1)Without graphing, describe the end behavior of the graph of f(x)= -5x^2-3x+1

as x starts from a negative value and increases the equation -5x^2-3x+1 curves up and peaks and comes down and passes the y-intercept at (0,1) to negative infinity.

I don't know what the answer is. I got it wrong, I would love some el helpo

2)If f(x)= -4x^2 and g(x)= 2/x. Find [g0f](x)

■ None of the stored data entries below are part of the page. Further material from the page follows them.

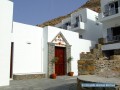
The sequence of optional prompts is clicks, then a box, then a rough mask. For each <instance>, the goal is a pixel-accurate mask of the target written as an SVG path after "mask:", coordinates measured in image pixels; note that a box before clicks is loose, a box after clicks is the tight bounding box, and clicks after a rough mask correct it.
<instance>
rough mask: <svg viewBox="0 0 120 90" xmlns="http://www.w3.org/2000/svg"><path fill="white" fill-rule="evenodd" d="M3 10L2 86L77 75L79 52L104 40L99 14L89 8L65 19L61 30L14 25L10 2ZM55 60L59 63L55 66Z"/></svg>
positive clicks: (0, 61)
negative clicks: (67, 62)
mask: <svg viewBox="0 0 120 90" xmlns="http://www.w3.org/2000/svg"><path fill="white" fill-rule="evenodd" d="M0 11H1V14H0V42H1V44H0V86H5V85H9V80H10V78H11V79H13V80H14V79H17V80H18V79H32V78H36V77H39V78H40V77H49V76H50V74H52V73H53V72H54V73H56V74H57V75H67V73H68V72H69V71H73V72H74V75H78V69H77V61H78V60H79V58H80V53H81V52H89V51H90V48H92V47H93V46H94V44H95V43H96V41H97V39H98V38H99V37H101V33H100V28H99V27H101V25H100V24H98V23H97V22H96V21H97V15H98V14H97V13H96V12H94V11H91V10H89V9H83V10H81V11H80V12H76V13H75V14H72V15H71V18H68V19H66V20H63V23H64V25H63V26H62V29H61V28H56V27H51V26H47V27H44V28H41V27H37V26H31V25H26V24H22V23H18V22H14V21H13V2H12V1H10V0H0ZM79 13H80V15H79ZM92 15H93V16H92ZM86 17H87V18H86ZM69 20H70V21H69ZM68 21H69V22H68ZM71 21H72V22H71ZM63 23H62V24H63ZM66 26H67V27H66ZM65 29H69V30H65ZM73 31H75V32H73ZM81 38H82V39H81ZM86 39H87V40H86ZM55 57H58V58H59V60H58V62H57V63H55V64H54V65H52V64H51V60H52V59H54V58H55ZM69 57H73V61H72V62H71V65H68V63H67V59H68V58H69Z"/></svg>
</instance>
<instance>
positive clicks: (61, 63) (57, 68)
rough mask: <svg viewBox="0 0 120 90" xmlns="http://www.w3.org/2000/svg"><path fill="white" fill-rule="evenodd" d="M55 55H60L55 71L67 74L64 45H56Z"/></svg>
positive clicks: (59, 73)
mask: <svg viewBox="0 0 120 90" xmlns="http://www.w3.org/2000/svg"><path fill="white" fill-rule="evenodd" d="M55 57H58V61H57V62H56V63H55V73H56V74H57V75H65V60H64V58H65V49H64V48H63V47H56V48H55Z"/></svg>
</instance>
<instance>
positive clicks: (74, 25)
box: [70, 22, 85, 32]
mask: <svg viewBox="0 0 120 90" xmlns="http://www.w3.org/2000/svg"><path fill="white" fill-rule="evenodd" d="M70 30H71V31H75V32H81V31H84V30H85V23H84V22H77V23H74V24H72V26H71V29H70Z"/></svg>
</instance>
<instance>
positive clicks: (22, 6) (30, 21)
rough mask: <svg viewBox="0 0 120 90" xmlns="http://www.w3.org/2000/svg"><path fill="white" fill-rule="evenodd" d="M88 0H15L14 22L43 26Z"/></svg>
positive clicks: (72, 9) (13, 17)
mask: <svg viewBox="0 0 120 90" xmlns="http://www.w3.org/2000/svg"><path fill="white" fill-rule="evenodd" d="M86 1H88V0H13V2H14V17H13V19H14V21H16V22H21V23H25V24H30V25H37V24H41V23H43V22H45V21H48V20H51V19H53V18H56V17H59V16H63V15H66V14H68V13H70V12H72V11H74V10H75V9H77V8H78V7H80V6H81V5H82V4H84V3H85V2H86Z"/></svg>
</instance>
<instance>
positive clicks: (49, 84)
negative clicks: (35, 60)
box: [0, 76, 77, 90]
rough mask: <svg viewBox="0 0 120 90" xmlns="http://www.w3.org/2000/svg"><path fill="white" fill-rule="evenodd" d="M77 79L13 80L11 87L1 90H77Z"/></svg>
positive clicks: (1, 87) (67, 76) (11, 81)
mask: <svg viewBox="0 0 120 90" xmlns="http://www.w3.org/2000/svg"><path fill="white" fill-rule="evenodd" d="M76 82H77V77H69V76H61V77H57V79H48V78H44V79H33V80H12V81H10V86H6V87H0V90H77V87H76V86H77V85H76Z"/></svg>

g(F(x))=g(-4x^2)= 2/(-4x^2)= -1/(2x)^2

-1/(2x)^2 = [g0f](x)

This is wrong too, maybe it's suppose to be 1/(-2x^2)? I don't really see what the difference is.

1. consider both ± ∞

as x is a huge negative number the x^2 would make it positive, but very large, multiplying by -5 makes it "hugely" negative. As x is large, both ±, the -3x+1 becomes insignificant.
so for large + x's the same thing happens, the function becomes "hugely" negative.
so the parabola drops down into the third quadrant and down into the fourth quadrant.
Is that what you want ?

for #2
you have 2/(-4x^2)= -1/(2x)^2
should have been -1/(2x^2)

you have the exponent of 2 outside the brackets, thus also squaring the 2 of the 2x, only the x is squared.

I guess that's what they want for #2 Thank you so much

1) To describe the end behavior of a graph without graphing it, you can analyze the leading term of the polynomial function. In the given function f(x) = -5x^2 - 3x + 1, the leading term is -5x^2. Since the coefficient of the leading term is negative, the graph will open downwards. As x approaches positive infinity, the graph will approach negative infinity. Therefore, the end behavior of the graph of f(x) is that as x increases without bound, the graph decreases without bound.

2) The notation [g0f](x) represents the composition of functions g(x) and f(x). To find [g0f](x), you need to substitute f(x) into g(x). Let's begin:

g(f(x)) = g(-4x^2)

Now, let's substitute this into the given function g(x) = 2/x:

g(-4x^2) = 2/(-4x^2)

To simplify, we can rewrite -4x^2 as -(2x)^2:

g(-4x^2) = 2/(-(2x)^2)

We can simplify the expression:

g(-4x^2) = 2/(-4x^2) = -1/(2x)^2

Therefore, the correct expression for [g0f](x) is -1/(2x)^2.

In your incorrect attempt, you wrote -1/(2x)^2 as 1/(-2x^2). The difference is the placement of the negative sign. Since there is a negative sign in front of the fraction, it should stay in the numerator, making it -1 instead of 1. Additionally, the term (2x)^2 should be preserved inside the parentheses instead of using -2x^2.